Dictionary.com defines weekend as any two-day period taken as a weekly rest from one’s work, usually occurring between Friday evening and Monday morning. But all too often our nine-to-five becomes 24/7, and taking a Sunday afternoon break from our email to spend time with family becomes the most adventurous thing we do all week. Why do we feel like rebels for turning off our laptops or letting a call go to voicemail? In order to be able to give 100% to our job, we have to be willing to disconnect and take a break from it.
Those who know me know I have trouble sitting still, and if I’m not multi-tasking, I’m bored. This makes disconnecting difficult for me. The thought of turning off my cell phone or not opening my email just to “check in” stresses me out. It’s not that I think things will fall apart without me and I’m not expected to take my work home with me, I just like knowing what’s going on – it’s my personality. But I’ve realized that never disconnecting from work is like never unplugging your cell phone from the charger – eventually, no matter how long you charge it, you never have a full battery. So I decided to make a change.

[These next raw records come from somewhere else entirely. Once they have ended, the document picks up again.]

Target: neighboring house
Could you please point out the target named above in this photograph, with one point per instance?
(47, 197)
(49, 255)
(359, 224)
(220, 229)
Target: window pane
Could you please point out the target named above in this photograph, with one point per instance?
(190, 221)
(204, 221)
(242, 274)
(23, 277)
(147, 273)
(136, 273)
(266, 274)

What better way to get over my fear of disconnecting than to take a vacation somewhere where there’s no other choice than to do just that? I’m gearing up for the biggest vacation I’ve ever taken – a trip to Iceland. I’m pretty sure I won’t be trying to take calls or check my email while I’m hiking across a glacier or relaxing at the Blue Lagoon. Sound exciting? Follow me on Twitter – I’ll post pictures.

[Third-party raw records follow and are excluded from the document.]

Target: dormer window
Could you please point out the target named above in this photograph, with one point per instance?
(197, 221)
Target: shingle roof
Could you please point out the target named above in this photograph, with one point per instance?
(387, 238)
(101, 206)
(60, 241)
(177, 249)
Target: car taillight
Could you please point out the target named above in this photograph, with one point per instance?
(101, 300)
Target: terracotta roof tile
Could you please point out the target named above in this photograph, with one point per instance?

Am I excited? I can’t wait! But I’m also excited because I know when I return, I’ll be refreshed and ready to dive back into work. In fact, studies have shown that employee productivity increases after a vacation. I challenge you to disconnect, too. Whether you have to take a plane, train or automobile to recharge or just walk around the golf course, the choice is yours. But you’ll be glad you did.